0

Initially I had an issue with the data type "guesses" when dealing with the jet driver (through oledb). If a sheet had mixed types, it would bring in null/empty values.

-Edit-

There is an IMEX setting in the connection string as well as in the registry that will tell jet/ace to use text for columns with multiple data types. This way if the first 6 rows have an integer value and the 7th cell has a text value, there won't be a type cast failure. There is also a setting in the registry (and connection string) that will allow you to say how many rows jet should use for sampling.

-end edit-

I changed the connection string, and the registry settings on the server. So now the program is reading fine. It will read values as text, and not use {n} rows for sampling. I thought it was working fine.

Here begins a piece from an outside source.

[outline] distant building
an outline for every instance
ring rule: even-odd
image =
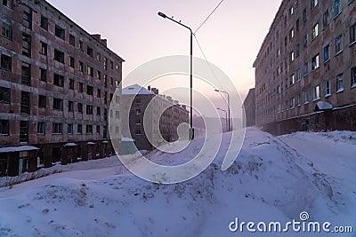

Now I have a data source that lists files in order to be read. If I have multiple files in there, it will have the same type casting issues... or at least the same symptoms. If I upload the files one at a time without using the queue then it works fine. It's when I have multiple files in a row that it seems to have the type casting issue.

I'm not really sure what is causing this to happen when reading multiple files in a row, but not when reading one at a time. The connection opens, reads all the data, and then closes... so I don't think it has to do with that.

I am just looking for any ideas ? It was hard enough to find the original problem. Working with Jet seems to be asking for a butt ache.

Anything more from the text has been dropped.